Masuknya Hendra Prastiyawan membuat persaingan perebutan kursi Ketua Umum KONI Kabupaten Malang semakin dinamis. Sebelumnya, telah muncul dua kandidat lain, yakni seorang kepala desa di wilayah Kecamatan Wagir yang juga dikenal sebagai tokoh olahraga sekaligus pengurus KONI Kabupaten Malang, serta seorang legislator aktif.
Dengan bertambahnya kandidat, bursa calon Ketua Umum KONI Kabupaten Malang untuk menggantikan H. Rosyidin pada periode 2024–2028 semakin ramai.
Hendra Prastiyawan menyampaikan, keputusannya maju sebagai calon Ketua Umum KONI Kabupaten Malang didasari keinginan untuk membawa organisasi keolahragaan tersebut menjadi lebih baik.
“Selama ini KONI sudah berjalan baik. Saya ingin memperbaiki agar ke depan bisa lebih baik dan paripurna,” ujar Hendra, yang pernah menjabat Ketua Pengurus Kabupaten Taekwondo Indonesia Malang periode 2020–2024.

Hendra yang juga menjabat sebagai Bidang Organisasi KONI Kabupaten Malang periode 2024–2028 itu mengaku telah siap maju dan mendapatkan dukungan dari sejumlah cabang olahraga (cabor).
“Hubungan saya dengan cabor-cabor selama ini cukup baik. Di KONI Kabupaten Malang terdapat 69 cabor, dan beberapa di antaranya mendorong saya untuk maju. Saya berharap dukungan ini semakin solid,” tegasnya.
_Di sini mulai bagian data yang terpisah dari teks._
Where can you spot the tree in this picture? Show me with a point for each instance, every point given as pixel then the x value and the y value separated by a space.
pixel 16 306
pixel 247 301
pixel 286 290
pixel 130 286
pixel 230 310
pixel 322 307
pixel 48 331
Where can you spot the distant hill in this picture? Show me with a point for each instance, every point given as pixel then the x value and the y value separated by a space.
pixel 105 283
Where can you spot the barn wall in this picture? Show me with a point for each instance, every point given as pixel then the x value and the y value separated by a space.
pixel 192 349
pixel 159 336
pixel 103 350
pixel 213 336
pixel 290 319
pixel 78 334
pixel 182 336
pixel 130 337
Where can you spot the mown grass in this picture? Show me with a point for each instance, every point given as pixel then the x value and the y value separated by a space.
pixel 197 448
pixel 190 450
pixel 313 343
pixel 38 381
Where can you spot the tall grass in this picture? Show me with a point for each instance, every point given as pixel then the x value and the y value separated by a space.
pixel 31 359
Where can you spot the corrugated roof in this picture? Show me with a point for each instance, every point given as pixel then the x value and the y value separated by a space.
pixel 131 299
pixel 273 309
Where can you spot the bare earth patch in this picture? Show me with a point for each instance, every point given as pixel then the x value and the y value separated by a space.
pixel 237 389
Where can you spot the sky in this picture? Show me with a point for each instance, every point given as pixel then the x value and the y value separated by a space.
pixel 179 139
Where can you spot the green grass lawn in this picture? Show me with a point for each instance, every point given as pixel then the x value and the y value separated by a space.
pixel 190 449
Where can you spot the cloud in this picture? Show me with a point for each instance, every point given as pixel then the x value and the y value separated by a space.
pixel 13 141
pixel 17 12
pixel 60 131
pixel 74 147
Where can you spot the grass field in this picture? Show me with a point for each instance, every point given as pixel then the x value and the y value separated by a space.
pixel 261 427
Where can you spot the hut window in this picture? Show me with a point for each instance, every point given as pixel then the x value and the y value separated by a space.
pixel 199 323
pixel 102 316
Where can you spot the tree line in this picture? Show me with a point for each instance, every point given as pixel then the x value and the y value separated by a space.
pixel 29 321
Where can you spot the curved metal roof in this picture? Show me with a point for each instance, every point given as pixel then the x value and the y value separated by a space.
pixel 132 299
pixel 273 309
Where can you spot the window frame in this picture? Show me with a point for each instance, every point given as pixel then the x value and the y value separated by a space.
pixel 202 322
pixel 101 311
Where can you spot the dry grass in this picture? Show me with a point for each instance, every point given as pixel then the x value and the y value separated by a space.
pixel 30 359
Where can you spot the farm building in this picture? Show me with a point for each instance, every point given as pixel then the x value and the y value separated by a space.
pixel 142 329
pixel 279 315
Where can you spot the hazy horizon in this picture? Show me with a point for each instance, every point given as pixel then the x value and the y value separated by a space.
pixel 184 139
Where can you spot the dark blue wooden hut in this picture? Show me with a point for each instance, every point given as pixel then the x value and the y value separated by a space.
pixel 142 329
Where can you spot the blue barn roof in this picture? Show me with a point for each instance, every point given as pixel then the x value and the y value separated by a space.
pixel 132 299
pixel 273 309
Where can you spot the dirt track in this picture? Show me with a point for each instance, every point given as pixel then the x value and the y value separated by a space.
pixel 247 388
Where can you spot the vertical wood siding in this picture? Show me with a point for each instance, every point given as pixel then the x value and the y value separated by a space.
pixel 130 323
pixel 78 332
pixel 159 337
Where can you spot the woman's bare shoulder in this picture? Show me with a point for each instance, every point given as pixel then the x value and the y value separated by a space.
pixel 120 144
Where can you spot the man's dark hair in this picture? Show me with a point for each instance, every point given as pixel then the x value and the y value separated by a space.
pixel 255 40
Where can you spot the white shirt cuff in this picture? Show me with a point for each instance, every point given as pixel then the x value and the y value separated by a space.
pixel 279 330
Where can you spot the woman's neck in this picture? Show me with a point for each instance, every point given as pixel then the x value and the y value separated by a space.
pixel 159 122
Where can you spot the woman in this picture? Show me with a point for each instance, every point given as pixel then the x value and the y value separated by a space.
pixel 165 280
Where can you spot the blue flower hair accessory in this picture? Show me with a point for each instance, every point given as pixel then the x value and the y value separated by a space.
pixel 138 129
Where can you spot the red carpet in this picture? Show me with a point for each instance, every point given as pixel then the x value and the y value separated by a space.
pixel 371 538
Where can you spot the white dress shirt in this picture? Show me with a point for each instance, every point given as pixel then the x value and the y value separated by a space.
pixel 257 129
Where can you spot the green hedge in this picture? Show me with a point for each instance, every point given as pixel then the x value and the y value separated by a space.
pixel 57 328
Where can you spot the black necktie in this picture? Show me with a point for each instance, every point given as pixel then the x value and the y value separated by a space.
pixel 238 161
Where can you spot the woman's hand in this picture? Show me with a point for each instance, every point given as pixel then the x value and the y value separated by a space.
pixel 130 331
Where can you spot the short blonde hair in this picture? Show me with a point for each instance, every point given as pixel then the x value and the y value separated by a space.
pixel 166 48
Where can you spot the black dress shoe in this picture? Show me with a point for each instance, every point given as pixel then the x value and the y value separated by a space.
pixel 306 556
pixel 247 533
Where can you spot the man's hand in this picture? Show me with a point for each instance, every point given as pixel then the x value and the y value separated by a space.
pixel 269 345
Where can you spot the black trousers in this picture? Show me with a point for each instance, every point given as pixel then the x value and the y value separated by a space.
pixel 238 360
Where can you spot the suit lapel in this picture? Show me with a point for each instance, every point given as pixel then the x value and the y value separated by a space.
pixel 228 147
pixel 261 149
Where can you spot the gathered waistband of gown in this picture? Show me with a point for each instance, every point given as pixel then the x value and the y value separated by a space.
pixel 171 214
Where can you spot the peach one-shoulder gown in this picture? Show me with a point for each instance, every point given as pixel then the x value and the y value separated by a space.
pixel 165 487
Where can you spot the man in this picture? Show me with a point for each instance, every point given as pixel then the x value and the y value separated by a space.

Sebagai informasi, Ketua Umum KONI Kabupaten Malang periode 2024–2028, H. Rosyidin, telah menyatakan mundur dari jabatannya dalam Rapat Kerja yang digelar pada 20 Desember 2025. Dengan alasan gagal membawa Kabupaten Malang masuk tiga besar di Pekan Olahraga Provinsi Jawa Timur (Porprov Jatim) IX 2025, yang saat itu Malang Raya sebagai tuan rumah, termasuk Kabupaten Malang.
Pengunduran diri tersebut mendorong KONI Kabupaten Malang untuk menggelar Musyawarah Olahraga Kabupaten Luar Biasa (Musorkablub) yang dijadwalkan pada 14 Februari 2026.